Living In The Most Hostile Environment
Upon arrival in Hamed Ale, a simple hut made from branches was assigned to us by the village chief. Christos was furious. He had paid for something airier, a place with a shaded area outside. Shade is precious in the Danakil, there is none anywhere. Nevertheless, all the screaming and arguing did not get us a better place. That meant squeezing into our hut between late morning and late afternoon, when temperatures went way above 40 degrees Celsius (above 110 degrees Fahrenheit). There was no other way to be out of the sun.
At night, we moved outside where it was a lot cooler, sleeping right under the bright stars. The sky was simply amazing, the Milky Way was clearly visible and falling stars could be counted by the dozen. The temperature was just perfect!

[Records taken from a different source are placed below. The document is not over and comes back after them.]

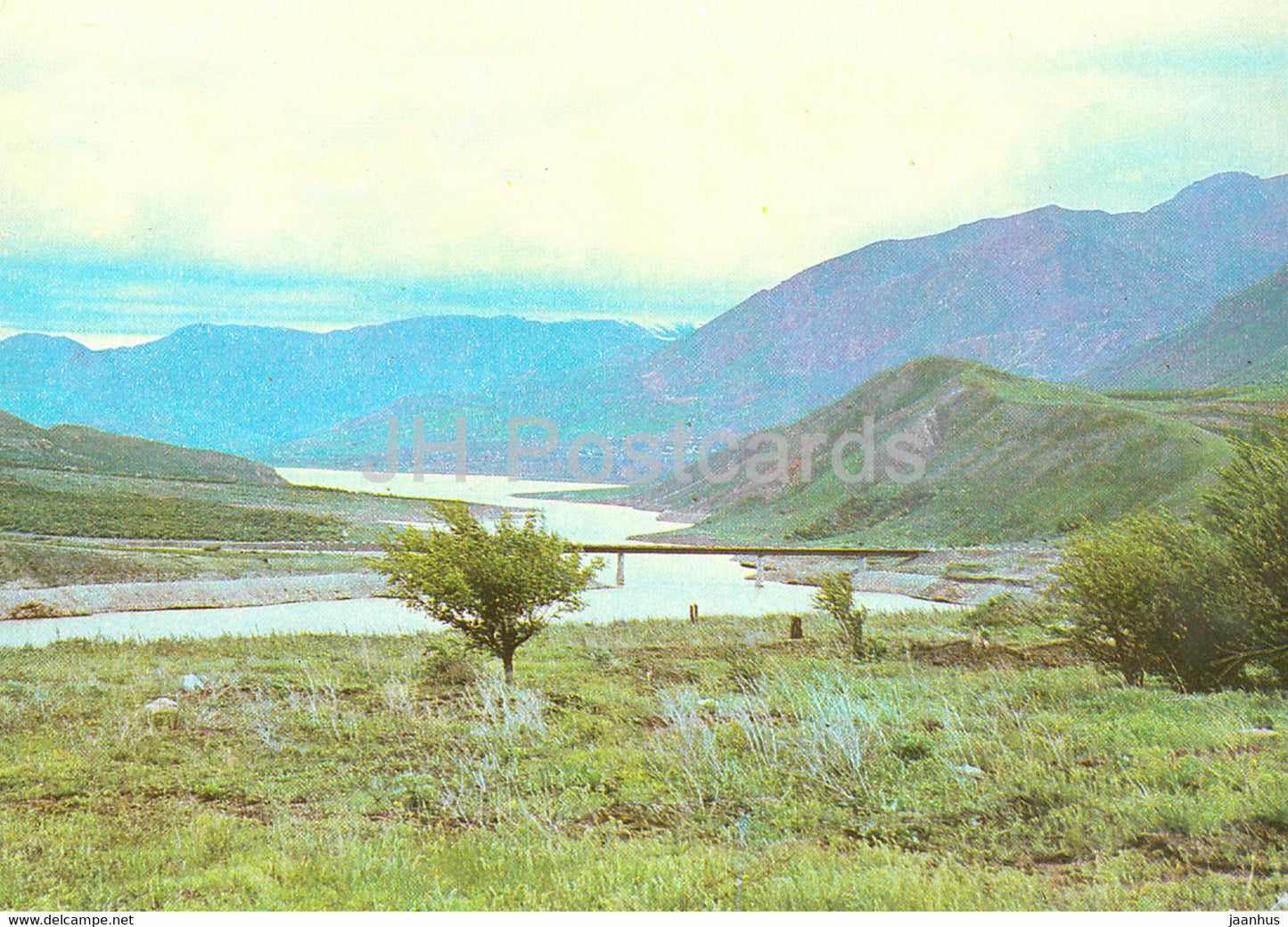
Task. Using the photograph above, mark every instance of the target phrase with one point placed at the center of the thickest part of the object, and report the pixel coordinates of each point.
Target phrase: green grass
(75, 448)
(70, 562)
(639, 765)
(37, 510)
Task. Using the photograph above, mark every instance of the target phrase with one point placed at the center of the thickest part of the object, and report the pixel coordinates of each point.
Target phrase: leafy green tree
(497, 587)
(1250, 509)
(1154, 595)
(835, 596)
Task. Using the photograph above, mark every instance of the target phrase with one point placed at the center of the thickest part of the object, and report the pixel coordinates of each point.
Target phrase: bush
(1250, 509)
(450, 662)
(1155, 595)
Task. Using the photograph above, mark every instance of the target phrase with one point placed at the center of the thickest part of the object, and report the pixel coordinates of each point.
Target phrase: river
(657, 585)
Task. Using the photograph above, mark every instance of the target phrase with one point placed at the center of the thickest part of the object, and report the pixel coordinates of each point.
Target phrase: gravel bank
(144, 596)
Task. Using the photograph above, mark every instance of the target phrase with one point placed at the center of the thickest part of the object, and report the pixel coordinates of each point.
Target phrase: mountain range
(1004, 457)
(1243, 340)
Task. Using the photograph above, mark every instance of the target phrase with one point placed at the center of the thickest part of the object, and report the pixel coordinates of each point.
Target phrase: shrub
(1250, 509)
(450, 662)
(1154, 595)
(497, 587)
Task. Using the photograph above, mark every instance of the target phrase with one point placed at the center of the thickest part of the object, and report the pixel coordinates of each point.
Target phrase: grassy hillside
(1243, 340)
(1007, 457)
(84, 449)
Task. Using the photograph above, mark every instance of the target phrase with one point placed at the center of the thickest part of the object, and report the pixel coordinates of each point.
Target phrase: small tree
(836, 596)
(1154, 595)
(497, 587)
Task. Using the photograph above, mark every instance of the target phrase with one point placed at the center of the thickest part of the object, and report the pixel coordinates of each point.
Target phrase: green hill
(1242, 340)
(1006, 458)
(75, 448)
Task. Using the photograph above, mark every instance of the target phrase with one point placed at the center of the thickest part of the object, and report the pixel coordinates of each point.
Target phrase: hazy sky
(662, 159)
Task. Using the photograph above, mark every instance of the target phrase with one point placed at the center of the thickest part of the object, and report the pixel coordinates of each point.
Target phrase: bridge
(760, 553)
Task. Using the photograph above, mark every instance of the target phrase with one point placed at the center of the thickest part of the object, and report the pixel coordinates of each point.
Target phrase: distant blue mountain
(248, 389)
(1051, 292)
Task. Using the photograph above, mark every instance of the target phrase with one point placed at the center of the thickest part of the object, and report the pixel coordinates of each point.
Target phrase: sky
(324, 164)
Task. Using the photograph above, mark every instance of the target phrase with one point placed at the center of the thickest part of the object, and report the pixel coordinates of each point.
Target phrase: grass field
(639, 765)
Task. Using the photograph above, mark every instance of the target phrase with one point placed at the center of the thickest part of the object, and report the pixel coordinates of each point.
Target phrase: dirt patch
(32, 609)
(628, 819)
(1235, 849)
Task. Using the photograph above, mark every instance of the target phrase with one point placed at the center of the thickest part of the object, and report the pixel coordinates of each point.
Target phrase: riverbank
(185, 594)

There, we learned to enjoy how well equipped and organized Christos and Liza were: the camping beds were far more comfortable than the traditional Afar beds other groups used, and in no time the kitchen looked like a real one with a cooker, a sink for washing the dishes and a table to prepare the delicious meals Liza spoiled us beyond imagination. An Austrian tour guide from a very well established travel agency specializing in photography and adventure travels, ARR Travels, dropped by one afternoon and left truly impressed.
The only nuisance was the village generator that roared until midnight to keep a little night life going. In Hamed Ale, this means a few locals watching Eritrean TV, sipping soft drinks and chewing chat. Very few families can afford to be on the grid, which there means basically having one bulb dangling from a branch.
There are no toilets in Hamed Ale, period. Locals and tourists alike squat with nowhere to hide in this flat terrain and do their business. Some well-meaning souls have piled up little heaps of stone, but these are more of a mental help rather than cover.